I would imagine that most have decided whether or not they’ll see Grindelwald at this point – whether you’re an avid Potter fan from the beginning or someone who enjoyed the adventure of the last film, it’s quite likely that at this stage you’ve made a decision on the franchise in some way. So really, it just comes down to whether or not this is a worthy sequel.

When Fantastic Beasts launched in 2016 it was originally assumed to be a fun adventure through 1920’s New York, and for the most part, delivered exactly on that. Yet it opened with a quick scene of the dark wizard Grindelwald murdering those investigating him, followed by newspaper articles pressing the danger and setting him up as the new Voldemort for the series. After that point, we were treated to a mixture of fun whimsical adventures through Newt’s beasts, with something more sinister brewing to the surface.

Crimes of Grindelwald opens on a similar scene, but is this time engulfed that little bit more by the darkness, charting the adventures of Grindelwald and the pull on Newt to join the hunt to stop the threat to both the Wizarding World and us muggles, rather than just a distracted romp around the city. While we’re still introduced to a number of fantastic beasts and revisit a few old favourites, director David Yates and the script from J.K. Rowling ramp up the pace and tension, providing a film that flies swiftly between each scene, barely taking a break for its 134 minute run time, introducing numerous plots and characters along the way.

Among the primary new additions to the cast were Johnny Depp as the titular Grindelwald, who had a brief appearance in the original, and to a lesser extent, Jude Law as a young Albus Dumbledore. Law is terrifically cheery and sly as the future headmaster of Hogwarts, though without too much to do this time round, it’s instead Depp who impresses, reminding us that he’s more than the eccentric exaggerated pirate of recent memory with an understated pondering killer.

David Yates continues to shine in the Wizarding World, instilling a wonderful sense of both magic and realism to the words of J.K Rowling, who continues with screenplay duties on this new saga. James Newton Howard’s score revisits themes from various points in the franchise, backing the gloomy Paris with haunting melodies that replace the upbeat bustling New York this time round, frequently adding to that claustrophobic feel that often seeps into each scene.

If there were one thing that felt somewhat disappointing, it’s that the sheer number of characters mean that a few don’t get the attention they deserve, with Katherine Waterson’s Tina Goldstein in particular feeling a bit left out this time round. With another three films to go, it feels inevitable that certain characters will get their due at different times throughout, but all the new introductions did make for quite an overwhelming amount to process.
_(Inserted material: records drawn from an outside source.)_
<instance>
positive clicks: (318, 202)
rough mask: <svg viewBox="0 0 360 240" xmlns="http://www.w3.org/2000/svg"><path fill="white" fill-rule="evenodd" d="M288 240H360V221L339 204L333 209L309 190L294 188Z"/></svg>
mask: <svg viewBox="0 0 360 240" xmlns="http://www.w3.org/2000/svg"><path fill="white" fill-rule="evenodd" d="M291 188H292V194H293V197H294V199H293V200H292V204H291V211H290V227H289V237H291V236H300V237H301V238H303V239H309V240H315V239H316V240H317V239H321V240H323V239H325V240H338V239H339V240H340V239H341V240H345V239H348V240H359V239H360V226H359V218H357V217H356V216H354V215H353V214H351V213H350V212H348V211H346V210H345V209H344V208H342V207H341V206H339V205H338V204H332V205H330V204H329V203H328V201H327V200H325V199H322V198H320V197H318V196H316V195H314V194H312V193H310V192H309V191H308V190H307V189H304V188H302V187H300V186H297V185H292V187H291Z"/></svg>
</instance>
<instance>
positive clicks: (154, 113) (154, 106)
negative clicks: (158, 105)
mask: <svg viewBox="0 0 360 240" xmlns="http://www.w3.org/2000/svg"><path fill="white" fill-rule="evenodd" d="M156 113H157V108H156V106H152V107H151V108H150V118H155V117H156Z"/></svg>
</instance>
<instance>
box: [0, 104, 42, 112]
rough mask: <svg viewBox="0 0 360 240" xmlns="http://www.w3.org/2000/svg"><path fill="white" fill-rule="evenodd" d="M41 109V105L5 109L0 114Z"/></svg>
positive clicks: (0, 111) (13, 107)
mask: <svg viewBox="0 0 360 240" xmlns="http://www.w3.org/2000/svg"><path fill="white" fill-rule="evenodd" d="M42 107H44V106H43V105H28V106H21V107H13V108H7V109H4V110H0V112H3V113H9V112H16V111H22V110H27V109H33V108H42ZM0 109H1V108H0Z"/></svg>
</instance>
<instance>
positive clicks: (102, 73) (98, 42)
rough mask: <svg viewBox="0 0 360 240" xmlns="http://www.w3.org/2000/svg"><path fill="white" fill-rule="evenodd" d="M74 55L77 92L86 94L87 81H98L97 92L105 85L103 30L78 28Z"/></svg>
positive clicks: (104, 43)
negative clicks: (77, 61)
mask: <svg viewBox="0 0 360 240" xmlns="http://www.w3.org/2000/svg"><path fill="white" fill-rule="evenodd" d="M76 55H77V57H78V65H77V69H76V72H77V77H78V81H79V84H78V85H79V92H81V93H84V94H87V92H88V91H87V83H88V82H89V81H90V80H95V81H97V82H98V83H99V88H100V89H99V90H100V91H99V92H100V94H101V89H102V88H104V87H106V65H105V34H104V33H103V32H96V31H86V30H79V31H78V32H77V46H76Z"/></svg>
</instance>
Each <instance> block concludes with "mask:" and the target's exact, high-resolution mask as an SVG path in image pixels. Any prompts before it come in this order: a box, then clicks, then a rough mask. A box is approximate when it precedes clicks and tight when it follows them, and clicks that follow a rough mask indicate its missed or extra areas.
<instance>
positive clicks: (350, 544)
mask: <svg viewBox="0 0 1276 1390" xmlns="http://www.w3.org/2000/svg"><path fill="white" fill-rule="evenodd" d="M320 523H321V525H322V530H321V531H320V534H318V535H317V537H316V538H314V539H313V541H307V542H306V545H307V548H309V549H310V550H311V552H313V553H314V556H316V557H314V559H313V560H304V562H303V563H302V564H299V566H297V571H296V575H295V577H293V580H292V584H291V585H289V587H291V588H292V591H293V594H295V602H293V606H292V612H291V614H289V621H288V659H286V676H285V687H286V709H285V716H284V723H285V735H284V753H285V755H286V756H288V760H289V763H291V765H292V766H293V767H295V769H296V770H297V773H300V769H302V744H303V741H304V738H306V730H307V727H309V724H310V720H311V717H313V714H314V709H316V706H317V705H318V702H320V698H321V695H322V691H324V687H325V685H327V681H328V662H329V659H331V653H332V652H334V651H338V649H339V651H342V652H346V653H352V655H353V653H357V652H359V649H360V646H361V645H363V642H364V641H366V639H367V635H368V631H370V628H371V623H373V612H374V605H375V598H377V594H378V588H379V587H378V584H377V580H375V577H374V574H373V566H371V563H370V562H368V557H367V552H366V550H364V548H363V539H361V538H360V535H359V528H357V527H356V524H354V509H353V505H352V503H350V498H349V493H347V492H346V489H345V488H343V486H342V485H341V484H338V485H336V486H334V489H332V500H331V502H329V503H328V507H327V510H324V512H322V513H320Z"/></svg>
Similarly, while the first Fantastic Beasts felt almost self-contained and provided some closure at the end, this is well and truly the beginning of a longer story, with Crimes of Grindelwald feeling no pressure to provide that same closure. 

Still, it’ll all just make you want more. This is more wizardry and more fantastic beasts, it’s a return to the magical world, the characters we know and love, and features plenty to enjoy and discuss while we all wait for the next one.